会議の流れをウラで仕切っているのは事務局だ
 安倍政権の成長戦略を担う組織は経済財政諮問会議と日本経済再生本部の2つである。経済財政諮問会議はマクロ経済をカバーする組織なので個別の政策は盛り込みにくい。日本経済再生本部とその政策提言組織である産業競争力会議は個別の政策を提言する場となっているので、官僚たちにとってはこの組織がまさに本丸ということになる。

 産業競争力会議は首相と6人の閣僚および10人の民間議員で構成されている。この会議の本来の役割は、成長戦略に関する大きな方向性を決め、トップダウンで各府省に具体的な政策を提言させた上で、その内容を精査することである。だが現実には、官僚が実施したい政策を会議に上げ、有識者や議員からの「お墨付きをもらう」場になりがちである。
 
 官僚が望む政策を通すためには、議論するためのたたき台を作成する事務局をどうコントロールするのかが重要なカギとなる。ここにどれだけ多くのスタッフを送り込めるのかで、各省の成長戦略への影響力が決まってくるのだ。
 産業競争力会議の事務局(日本経済再生本部の事務局を兼ねる)は46人体制。スタッフは12の府省から出向してきており、財務省、経済産業省、内閣府の3府省は次長を出している。基本的に彼等が指揮を取ることになるので、この3府省の影響力が強くなる。また全体の人数では経済産業省が12人と多いことから、同省の影響力がもっとも強いと考えてよいだろう。

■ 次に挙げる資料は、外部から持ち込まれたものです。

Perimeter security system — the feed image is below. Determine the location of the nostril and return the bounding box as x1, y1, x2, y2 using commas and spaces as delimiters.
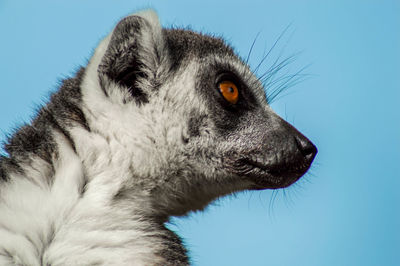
294, 136, 317, 159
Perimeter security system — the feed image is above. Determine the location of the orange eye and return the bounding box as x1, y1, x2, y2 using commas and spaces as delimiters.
218, 81, 239, 104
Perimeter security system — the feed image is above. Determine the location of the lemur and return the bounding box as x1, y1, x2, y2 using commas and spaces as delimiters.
0, 10, 317, 266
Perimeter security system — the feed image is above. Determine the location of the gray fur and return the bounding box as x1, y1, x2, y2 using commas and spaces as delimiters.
0, 11, 317, 265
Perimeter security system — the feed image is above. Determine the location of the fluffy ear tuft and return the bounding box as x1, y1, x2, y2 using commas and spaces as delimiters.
98, 10, 168, 103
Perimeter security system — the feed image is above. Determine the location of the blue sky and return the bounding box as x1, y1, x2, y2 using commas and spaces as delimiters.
0, 0, 400, 266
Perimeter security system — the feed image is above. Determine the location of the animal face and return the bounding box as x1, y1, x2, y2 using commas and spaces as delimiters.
83, 12, 317, 218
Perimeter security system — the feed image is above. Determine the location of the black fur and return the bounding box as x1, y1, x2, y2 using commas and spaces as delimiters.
0, 68, 89, 183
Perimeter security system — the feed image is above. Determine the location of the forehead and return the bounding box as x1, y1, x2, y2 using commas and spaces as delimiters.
163, 29, 235, 66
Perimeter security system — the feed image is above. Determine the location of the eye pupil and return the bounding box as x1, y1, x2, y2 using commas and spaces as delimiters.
218, 80, 239, 104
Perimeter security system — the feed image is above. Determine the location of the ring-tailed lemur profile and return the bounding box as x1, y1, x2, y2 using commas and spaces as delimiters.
0, 11, 317, 266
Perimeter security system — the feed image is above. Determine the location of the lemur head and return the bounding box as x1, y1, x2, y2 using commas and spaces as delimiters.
82, 11, 317, 216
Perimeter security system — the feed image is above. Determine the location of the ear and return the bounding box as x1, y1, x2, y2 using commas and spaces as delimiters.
98, 10, 168, 104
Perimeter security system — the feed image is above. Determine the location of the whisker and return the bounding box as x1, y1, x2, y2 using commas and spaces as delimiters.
245, 32, 260, 65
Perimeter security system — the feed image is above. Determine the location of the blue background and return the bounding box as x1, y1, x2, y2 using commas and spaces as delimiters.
0, 0, 400, 266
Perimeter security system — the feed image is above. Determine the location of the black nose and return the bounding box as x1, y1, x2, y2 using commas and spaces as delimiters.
294, 136, 318, 161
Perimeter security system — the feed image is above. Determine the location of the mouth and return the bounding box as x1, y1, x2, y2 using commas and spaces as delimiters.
232, 158, 313, 190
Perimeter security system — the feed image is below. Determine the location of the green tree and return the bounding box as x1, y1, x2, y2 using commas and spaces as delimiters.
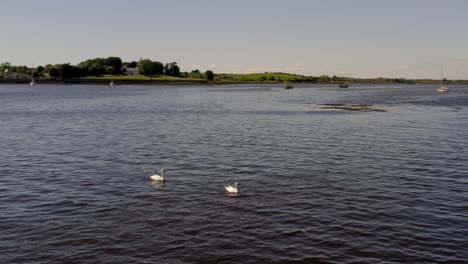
88, 62, 103, 76
205, 70, 214, 81
105, 57, 122, 74
126, 61, 138, 68
164, 62, 180, 76
138, 59, 164, 76
48, 66, 60, 78
106, 66, 115, 74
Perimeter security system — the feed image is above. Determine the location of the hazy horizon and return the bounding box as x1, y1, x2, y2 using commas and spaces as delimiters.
0, 0, 468, 79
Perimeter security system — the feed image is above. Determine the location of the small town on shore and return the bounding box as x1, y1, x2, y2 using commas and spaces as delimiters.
0, 56, 468, 84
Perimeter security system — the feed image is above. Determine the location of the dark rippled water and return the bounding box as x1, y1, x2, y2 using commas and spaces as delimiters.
0, 85, 468, 263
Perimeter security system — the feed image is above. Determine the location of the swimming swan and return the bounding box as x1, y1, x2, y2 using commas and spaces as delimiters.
224, 182, 240, 193
150, 169, 166, 181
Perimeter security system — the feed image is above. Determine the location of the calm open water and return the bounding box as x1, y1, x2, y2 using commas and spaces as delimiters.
0, 84, 468, 263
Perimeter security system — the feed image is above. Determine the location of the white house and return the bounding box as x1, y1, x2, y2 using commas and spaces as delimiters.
125, 68, 140, 75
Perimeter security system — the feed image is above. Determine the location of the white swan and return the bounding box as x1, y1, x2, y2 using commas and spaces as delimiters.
150, 169, 166, 181
224, 182, 240, 193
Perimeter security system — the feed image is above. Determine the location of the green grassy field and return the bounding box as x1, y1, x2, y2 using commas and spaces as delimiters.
83, 74, 202, 82
83, 73, 303, 83
215, 72, 303, 82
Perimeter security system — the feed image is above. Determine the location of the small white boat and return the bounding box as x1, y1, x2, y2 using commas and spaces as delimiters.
338, 82, 349, 88
283, 83, 294, 90
437, 65, 448, 93
437, 86, 449, 93
224, 182, 240, 194
29, 68, 36, 86
149, 169, 166, 182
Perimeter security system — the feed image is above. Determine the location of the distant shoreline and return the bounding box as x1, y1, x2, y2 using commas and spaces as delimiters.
0, 78, 468, 85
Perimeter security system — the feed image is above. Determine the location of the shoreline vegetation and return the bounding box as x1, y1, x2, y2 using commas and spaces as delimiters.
0, 57, 468, 85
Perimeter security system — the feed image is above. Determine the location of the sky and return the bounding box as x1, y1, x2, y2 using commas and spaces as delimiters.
0, 0, 468, 79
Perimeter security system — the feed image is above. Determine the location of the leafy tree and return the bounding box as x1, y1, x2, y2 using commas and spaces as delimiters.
127, 61, 138, 68
105, 57, 122, 74
164, 62, 180, 76
138, 59, 164, 76
88, 62, 103, 76
57, 63, 74, 79
205, 70, 214, 81
48, 65, 60, 78
106, 66, 115, 74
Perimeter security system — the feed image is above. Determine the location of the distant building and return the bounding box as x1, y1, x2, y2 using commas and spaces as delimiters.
125, 68, 140, 75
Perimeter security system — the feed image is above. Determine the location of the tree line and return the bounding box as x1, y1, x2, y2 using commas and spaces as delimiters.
0, 56, 214, 80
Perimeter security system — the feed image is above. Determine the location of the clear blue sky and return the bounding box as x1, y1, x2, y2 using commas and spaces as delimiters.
0, 0, 468, 79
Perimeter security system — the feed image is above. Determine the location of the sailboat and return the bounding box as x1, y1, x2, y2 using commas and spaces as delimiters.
283, 82, 294, 90
29, 68, 36, 86
338, 82, 349, 88
437, 65, 449, 93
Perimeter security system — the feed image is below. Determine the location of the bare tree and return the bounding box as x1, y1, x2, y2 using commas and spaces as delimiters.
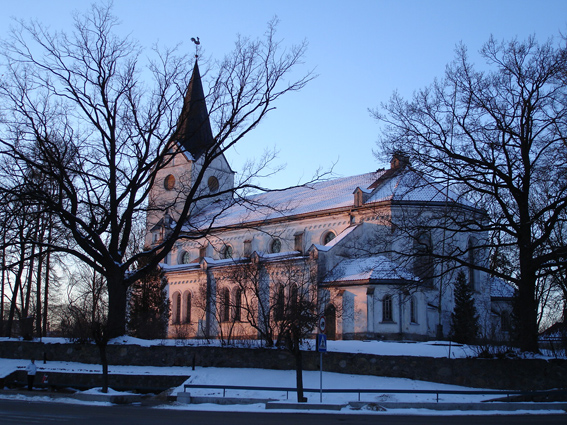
60, 264, 111, 392
0, 5, 312, 336
374, 37, 567, 351
225, 253, 329, 402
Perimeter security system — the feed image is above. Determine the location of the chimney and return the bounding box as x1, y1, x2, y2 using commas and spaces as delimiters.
390, 152, 409, 170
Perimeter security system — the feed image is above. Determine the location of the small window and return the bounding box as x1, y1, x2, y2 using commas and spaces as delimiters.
181, 251, 191, 264
270, 239, 282, 254
163, 174, 175, 190
221, 245, 232, 259
382, 295, 394, 322
244, 241, 252, 257
323, 232, 335, 245
207, 176, 219, 193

 成長戦略のたたき台は、経済産業省の官僚が大枠を作成し、そこに各省が盛り込みたい内容を加える形で作成される可能性が高い。実際、提出されているたたき台は経済産業省の色彩が強いものとなっている。

民間議員にできることには限界がある
 官僚が作成したたたき台がそのまま採用されるのかどうかは民間議員の発言や行動にかかっている。各府省が実施する有識者の委員会では、基本的に省の意向と異なる人物は有識者として呼ばれないことが多い。だが首相がトップを務める会議の人選は官僚が100%コントールすることは不可能だ。事実、官僚側はあまり来て欲しくないと思っている竹中平蔵慶応大学教授(元経済財政担当相)がメンバーに入っている。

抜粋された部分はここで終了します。